Bradley levantó rápidamente la cabeza, una oleada de pánico recorrió su cuerpo al oír las palabras. "Lo siento..." Max parecía avergonzado. "Estás limpio, ¿verdad? Me hice la prueba hace poco y no he... Bueno", tosió.

Su corazón saltó de nuevo de su garganta, y dejó que todos los dioses que podría haber, gracias. No sabía qué haría si Max lo alejaba ahora.

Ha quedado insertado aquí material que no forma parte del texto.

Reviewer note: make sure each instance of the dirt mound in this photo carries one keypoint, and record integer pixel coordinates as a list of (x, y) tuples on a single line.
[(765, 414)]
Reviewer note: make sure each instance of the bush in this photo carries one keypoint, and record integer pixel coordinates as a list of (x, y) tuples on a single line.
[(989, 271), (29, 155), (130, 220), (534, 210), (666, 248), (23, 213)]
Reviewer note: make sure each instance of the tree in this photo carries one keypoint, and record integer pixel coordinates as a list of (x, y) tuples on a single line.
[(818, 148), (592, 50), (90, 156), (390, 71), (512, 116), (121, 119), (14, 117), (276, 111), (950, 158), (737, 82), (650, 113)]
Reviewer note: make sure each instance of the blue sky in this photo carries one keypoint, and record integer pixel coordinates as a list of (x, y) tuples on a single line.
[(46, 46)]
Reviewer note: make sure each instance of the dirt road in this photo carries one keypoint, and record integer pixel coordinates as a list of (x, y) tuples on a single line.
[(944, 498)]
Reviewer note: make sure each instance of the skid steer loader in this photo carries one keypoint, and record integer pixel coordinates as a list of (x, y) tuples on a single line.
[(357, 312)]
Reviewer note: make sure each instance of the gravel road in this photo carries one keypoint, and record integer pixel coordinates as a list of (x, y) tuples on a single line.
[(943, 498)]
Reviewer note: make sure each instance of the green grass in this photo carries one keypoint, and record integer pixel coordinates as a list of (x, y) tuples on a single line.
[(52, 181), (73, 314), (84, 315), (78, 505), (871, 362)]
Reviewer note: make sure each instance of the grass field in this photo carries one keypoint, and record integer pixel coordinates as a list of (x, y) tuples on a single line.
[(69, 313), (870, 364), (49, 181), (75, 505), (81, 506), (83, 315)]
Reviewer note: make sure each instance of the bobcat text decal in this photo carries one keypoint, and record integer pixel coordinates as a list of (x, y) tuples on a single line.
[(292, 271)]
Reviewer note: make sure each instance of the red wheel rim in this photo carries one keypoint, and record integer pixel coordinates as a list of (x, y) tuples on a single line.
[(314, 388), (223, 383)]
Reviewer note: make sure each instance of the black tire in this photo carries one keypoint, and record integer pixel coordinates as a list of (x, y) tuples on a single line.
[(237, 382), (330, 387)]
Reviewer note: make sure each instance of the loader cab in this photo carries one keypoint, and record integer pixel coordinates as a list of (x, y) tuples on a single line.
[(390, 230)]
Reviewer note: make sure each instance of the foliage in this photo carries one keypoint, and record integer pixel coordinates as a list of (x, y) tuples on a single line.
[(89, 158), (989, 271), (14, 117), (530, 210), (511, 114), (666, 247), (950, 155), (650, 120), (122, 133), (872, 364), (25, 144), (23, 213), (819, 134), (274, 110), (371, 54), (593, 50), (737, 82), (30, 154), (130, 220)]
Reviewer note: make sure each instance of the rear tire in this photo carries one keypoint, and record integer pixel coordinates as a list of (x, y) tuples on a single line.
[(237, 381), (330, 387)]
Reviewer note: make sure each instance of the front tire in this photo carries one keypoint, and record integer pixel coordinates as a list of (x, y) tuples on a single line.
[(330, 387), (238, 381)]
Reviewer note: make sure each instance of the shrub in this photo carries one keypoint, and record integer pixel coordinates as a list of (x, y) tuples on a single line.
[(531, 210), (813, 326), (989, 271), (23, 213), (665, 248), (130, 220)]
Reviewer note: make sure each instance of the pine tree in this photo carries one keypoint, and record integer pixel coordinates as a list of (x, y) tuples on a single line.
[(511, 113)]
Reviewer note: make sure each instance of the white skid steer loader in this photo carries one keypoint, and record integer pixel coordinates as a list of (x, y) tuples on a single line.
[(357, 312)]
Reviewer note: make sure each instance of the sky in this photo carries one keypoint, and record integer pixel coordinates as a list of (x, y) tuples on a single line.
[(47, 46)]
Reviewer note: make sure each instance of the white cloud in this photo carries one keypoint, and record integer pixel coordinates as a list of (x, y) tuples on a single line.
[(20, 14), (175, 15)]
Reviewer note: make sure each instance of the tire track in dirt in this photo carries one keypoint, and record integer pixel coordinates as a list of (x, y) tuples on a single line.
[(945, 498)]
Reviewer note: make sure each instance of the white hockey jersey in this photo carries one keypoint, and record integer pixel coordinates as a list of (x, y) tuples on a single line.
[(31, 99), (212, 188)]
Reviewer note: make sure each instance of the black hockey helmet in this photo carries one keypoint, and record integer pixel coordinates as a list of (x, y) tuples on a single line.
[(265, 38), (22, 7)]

"Sí, estoy bien. Me hago las pruebas regularmente. Y no he tenido sexo desde...", cortó, no queriendo admitir que desde los juegos X había tenido el período de sequía más largo que había tenido en años. Max no se detuvo en eso, sólo asintió.

"¡Genial!" Tosió, los ojos se le abrieron de par en par al darse cuenta de lo entusiasmado que sonaba. "Quiero decir, bien." Bajó la voz de forma poco natural en un intento de sonar normal, y Bradley resopló. "No me refiero a que sea bueno que no te hayas acostado con nadie, sino...".

"¿Max?"

"¿Sí?"

"Cállate."

Volvió a centrar su atención en la enorme tienda de campaña en los calzoncillos de Max, y aprovechó la oportunidad para bajarle los calzoncillos por las piernas lo suficiente para que la polla de Max saliera, y Bradley tuvo que quedarse mirando.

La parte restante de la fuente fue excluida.